Forest mitigation work creates areas to fight wildfires, support evac and improve wildlife habitat
Common Ground investments in wildfire mitigation and forest restoration projects will create multiple community fuel breaks in Chaffee County in the coming years.
The projects are designed by the Envision Forest Health Council, a group of more than 40 community leaders working to implement the Chaffee County Community Wildfire Protection Plan. The plan was approved in February 2020 to increase the past rate of treatments and reduce overall community risk of the effects of a wildfire.
All of the projects are located in top treatment priority areas identified in the plan, which uses computer modeling to map wildfire risk and identify the right areas to treat for the highest cost efficiency and community benefit.
Increasing frequency and intensity of wildfires across the state is due dense, unhealthy forests and drought coupled with warmer temperatures and larger wind events. At the same time, population growth and development in the wildland-urban interface creates a critical public health and safety problem, not just a forest health issue. The Forest Health Council is working to treat up to 30,000 acres of both public and private lands by 2030, to halve the risk wildfire poses to the community.
The largest project, a 10-mile-long area of fuel breaks in the foothills of Methodist Mountain, will protect the Salida and Poncha Springs communities of 7,000 people. The Methodist Front project connects to the 2019 Decker Fire burn area and extends across the mountain to the west and up to Poncha Pass, an important ingress and egress route for the entire county. Work on the fuel break began in 2020 and is ongoing.
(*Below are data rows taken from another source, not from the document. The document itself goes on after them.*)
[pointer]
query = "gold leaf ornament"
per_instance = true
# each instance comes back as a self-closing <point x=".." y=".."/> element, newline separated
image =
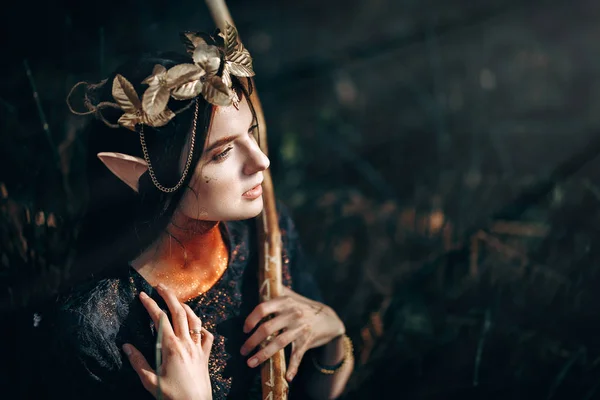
<point x="191" y="40"/>
<point x="208" y="58"/>
<point x="215" y="91"/>
<point x="125" y="95"/>
<point x="237" y="58"/>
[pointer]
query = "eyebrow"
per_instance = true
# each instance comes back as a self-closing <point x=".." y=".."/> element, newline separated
<point x="226" y="140"/>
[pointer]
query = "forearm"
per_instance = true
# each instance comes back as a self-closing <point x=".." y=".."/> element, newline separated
<point x="324" y="386"/>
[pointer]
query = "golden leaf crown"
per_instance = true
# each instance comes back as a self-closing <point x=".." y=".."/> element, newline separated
<point x="208" y="75"/>
<point x="214" y="60"/>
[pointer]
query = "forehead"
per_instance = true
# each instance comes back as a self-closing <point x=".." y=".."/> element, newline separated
<point x="229" y="121"/>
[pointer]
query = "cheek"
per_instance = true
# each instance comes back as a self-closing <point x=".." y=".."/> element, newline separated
<point x="216" y="186"/>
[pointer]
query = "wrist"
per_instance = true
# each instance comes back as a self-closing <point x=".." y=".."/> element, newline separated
<point x="334" y="355"/>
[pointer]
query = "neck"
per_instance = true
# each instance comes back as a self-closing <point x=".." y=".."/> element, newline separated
<point x="189" y="240"/>
<point x="189" y="258"/>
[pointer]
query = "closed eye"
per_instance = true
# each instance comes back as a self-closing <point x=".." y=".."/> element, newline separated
<point x="222" y="155"/>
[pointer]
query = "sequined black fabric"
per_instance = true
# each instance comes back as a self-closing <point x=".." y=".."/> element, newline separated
<point x="95" y="321"/>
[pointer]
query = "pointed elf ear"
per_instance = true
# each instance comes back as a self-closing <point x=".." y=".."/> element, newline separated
<point x="127" y="168"/>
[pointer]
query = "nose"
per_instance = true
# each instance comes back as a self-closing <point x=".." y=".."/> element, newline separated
<point x="257" y="161"/>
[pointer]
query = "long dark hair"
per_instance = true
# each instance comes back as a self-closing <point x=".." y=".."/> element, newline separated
<point x="119" y="223"/>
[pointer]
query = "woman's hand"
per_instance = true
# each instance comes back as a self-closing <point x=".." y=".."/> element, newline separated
<point x="305" y="323"/>
<point x="186" y="346"/>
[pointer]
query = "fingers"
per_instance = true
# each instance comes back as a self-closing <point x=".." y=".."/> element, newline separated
<point x="266" y="329"/>
<point x="266" y="308"/>
<point x="141" y="366"/>
<point x="208" y="339"/>
<point x="279" y="342"/>
<point x="298" y="351"/>
<point x="194" y="323"/>
<point x="155" y="313"/>
<point x="178" y="313"/>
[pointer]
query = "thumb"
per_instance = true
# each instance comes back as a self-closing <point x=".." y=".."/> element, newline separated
<point x="141" y="366"/>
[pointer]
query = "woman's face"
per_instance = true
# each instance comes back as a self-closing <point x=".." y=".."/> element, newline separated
<point x="227" y="180"/>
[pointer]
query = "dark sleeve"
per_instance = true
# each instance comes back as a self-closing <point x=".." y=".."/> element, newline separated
<point x="81" y="363"/>
<point x="301" y="267"/>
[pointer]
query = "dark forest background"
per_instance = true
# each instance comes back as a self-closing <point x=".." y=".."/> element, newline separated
<point x="439" y="157"/>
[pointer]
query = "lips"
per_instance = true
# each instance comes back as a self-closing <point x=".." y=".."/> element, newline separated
<point x="253" y="193"/>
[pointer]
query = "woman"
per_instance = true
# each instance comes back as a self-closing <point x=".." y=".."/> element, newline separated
<point x="179" y="236"/>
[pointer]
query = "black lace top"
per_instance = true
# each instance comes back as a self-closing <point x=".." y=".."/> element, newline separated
<point x="95" y="321"/>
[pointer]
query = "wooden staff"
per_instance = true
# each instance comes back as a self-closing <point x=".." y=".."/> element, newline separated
<point x="274" y="385"/>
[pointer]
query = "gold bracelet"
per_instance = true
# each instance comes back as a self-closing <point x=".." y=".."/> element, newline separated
<point x="348" y="354"/>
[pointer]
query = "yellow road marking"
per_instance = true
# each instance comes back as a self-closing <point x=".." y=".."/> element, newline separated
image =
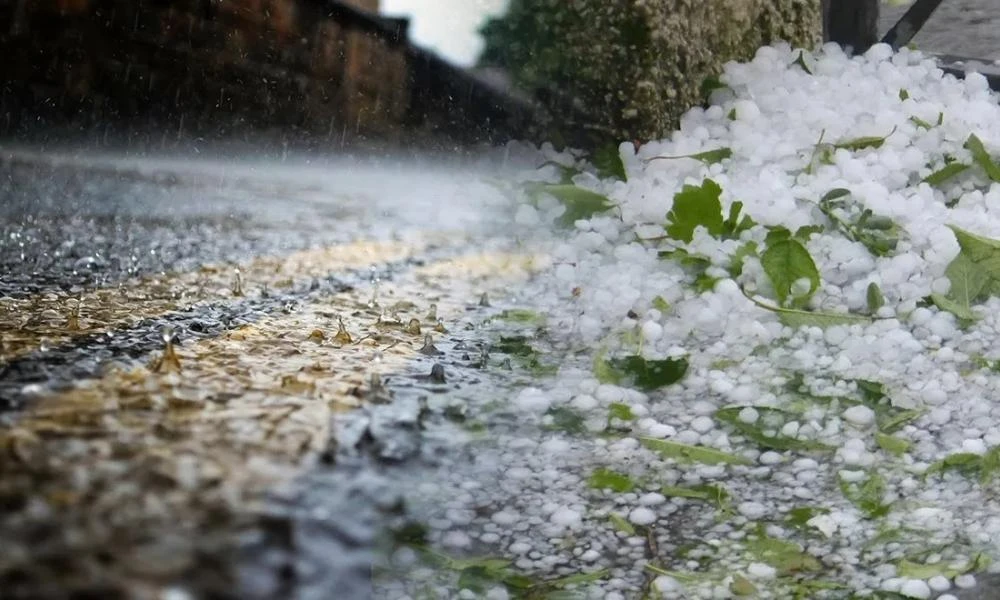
<point x="244" y="412"/>
<point x="45" y="320"/>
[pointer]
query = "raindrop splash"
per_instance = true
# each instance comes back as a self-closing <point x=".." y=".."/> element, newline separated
<point x="237" y="282"/>
<point x="413" y="327"/>
<point x="342" y="335"/>
<point x="375" y="283"/>
<point x="429" y="349"/>
<point x="169" y="362"/>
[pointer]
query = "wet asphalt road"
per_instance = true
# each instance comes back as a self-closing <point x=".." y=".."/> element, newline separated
<point x="968" y="28"/>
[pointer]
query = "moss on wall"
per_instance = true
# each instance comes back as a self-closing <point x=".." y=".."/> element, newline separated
<point x="632" y="67"/>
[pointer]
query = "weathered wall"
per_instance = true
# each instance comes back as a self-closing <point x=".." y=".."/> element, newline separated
<point x="639" y="64"/>
<point x="200" y="65"/>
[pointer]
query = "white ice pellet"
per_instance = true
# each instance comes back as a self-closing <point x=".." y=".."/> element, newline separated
<point x="702" y="424"/>
<point x="939" y="583"/>
<point x="533" y="400"/>
<point x="749" y="415"/>
<point x="565" y="517"/>
<point x="642" y="516"/>
<point x="860" y="416"/>
<point x="915" y="588"/>
<point x="752" y="510"/>
<point x="974" y="446"/>
<point x="761" y="571"/>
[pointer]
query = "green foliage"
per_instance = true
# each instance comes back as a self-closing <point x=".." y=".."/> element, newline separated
<point x="620" y="410"/>
<point x="892" y="444"/>
<point x="621" y="524"/>
<point x="945" y="173"/>
<point x="714" y="494"/>
<point x="661" y="305"/>
<point x="648" y="374"/>
<point x="692" y="454"/>
<point x="607" y="479"/>
<point x="765" y="432"/>
<point x="874" y="297"/>
<point x="522" y="315"/>
<point x="984" y="467"/>
<point x="905" y="568"/>
<point x="867" y="496"/>
<point x="864" y="142"/>
<point x="694" y="206"/>
<point x="785" y="263"/>
<point x="784" y="555"/>
<point x="920" y="123"/>
<point x="608" y="162"/>
<point x="579" y="203"/>
<point x="801" y="62"/>
<point x="566" y="419"/>
<point x="800" y="516"/>
<point x="982" y="157"/>
<point x="878" y="234"/>
<point x="974" y="274"/>
<point x="709" y="157"/>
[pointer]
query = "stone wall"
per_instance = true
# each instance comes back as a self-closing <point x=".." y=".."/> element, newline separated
<point x="209" y="67"/>
<point x="629" y="69"/>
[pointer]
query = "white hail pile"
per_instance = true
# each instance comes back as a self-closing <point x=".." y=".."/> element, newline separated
<point x="604" y="284"/>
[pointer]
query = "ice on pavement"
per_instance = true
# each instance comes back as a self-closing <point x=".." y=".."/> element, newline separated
<point x="860" y="450"/>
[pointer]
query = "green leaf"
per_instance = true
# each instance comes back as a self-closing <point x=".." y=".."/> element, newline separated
<point x="709" y="85"/>
<point x="920" y="122"/>
<point x="575" y="579"/>
<point x="694" y="206"/>
<point x="661" y="305"/>
<point x="621" y="524"/>
<point x="801" y="515"/>
<point x="745" y="251"/>
<point x="965" y="463"/>
<point x="741" y="586"/>
<point x="801" y="62"/>
<point x="608" y="162"/>
<point x="521" y="315"/>
<point x="862" y="143"/>
<point x="579" y="203"/>
<point x="566" y="419"/>
<point x="892" y="444"/>
<point x="867" y="497"/>
<point x="770" y="419"/>
<point x="875" y="298"/>
<point x="785" y="556"/>
<point x="692" y="454"/>
<point x="945" y="173"/>
<point x="716" y="494"/>
<point x="835" y="194"/>
<point x="734" y="224"/>
<point x="878" y="234"/>
<point x="974" y="273"/>
<point x="990" y="465"/>
<point x="892" y="423"/>
<point x="982" y="157"/>
<point x="803" y="318"/>
<point x="620" y="410"/>
<point x="786" y="262"/>
<point x="709" y="157"/>
<point x="608" y="479"/>
<point x="905" y="568"/>
<point x="648" y="374"/>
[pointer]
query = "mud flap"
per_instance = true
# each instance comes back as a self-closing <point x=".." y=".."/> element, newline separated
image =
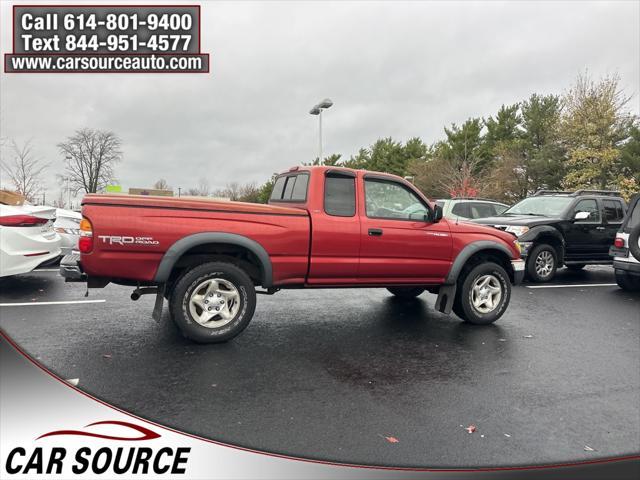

Another fuel break is located in the center of the county across from Hecla Junction. The 2-mile-long break was created along Coyote Valley Road to provide safer firefighter access in the event of a wildfire in the Collegiate Peaks Wilderness to the west. It also improves egress for residents and visitors and protect structures in the surrounding area. The fuel break ties into future and previously completed mitigation work by the U.S. Forest Service on more than 6,000 acres to the west. Work on private property is managed by the Colorado State Forest Service.
Both projects benefit wildlife because thinning the dense forest over-story improves habitat by allowing sunlight to reach the ground so that new shrubs and grasses grow, thereby providing better cover and forage for animals.
Methodist Front addresses threat to municipal water supplies as well as the Gold Medal Trout Waters of the Arkansas River, by reducing the likely intensity of a fire in the forests above the “Little Ark” river. The water system includes two important ditches that serve wetlands and agricultural operations in the valley and beyond. Power lines and communications sites located in the Methodist foothills and on Poncha Pass also are protected.
Common Ground invested roughly $700,000 over three years in these two projects, which include matching and in-kind funding from local, state and federal sources.
Landowners in both project areas are encouraged to advance the number of acres treated by participating in Chaffee Chips, a Common Ground-supported program that coordinates neighborhood slash removal and chipping services, and Chaffee Treats, which helps private landowners reduce fire risk and combines work in geographic areas for the highest community benefit.
Additional fuel breaks were funded by Common Ground in 2021, as $215,000 was invested over three years for 260 acres of work in these locations: Broadview along County Road 289; Three Elk’s community green space; Kiowa Road near Mesa Antero; and County Road 325 south of Lost Creek Ranch. This roadside thinning creates smaller fuel breaks that protect watersheds and structures, and improves emergency ingress for firefighters and egress for residents and visitors.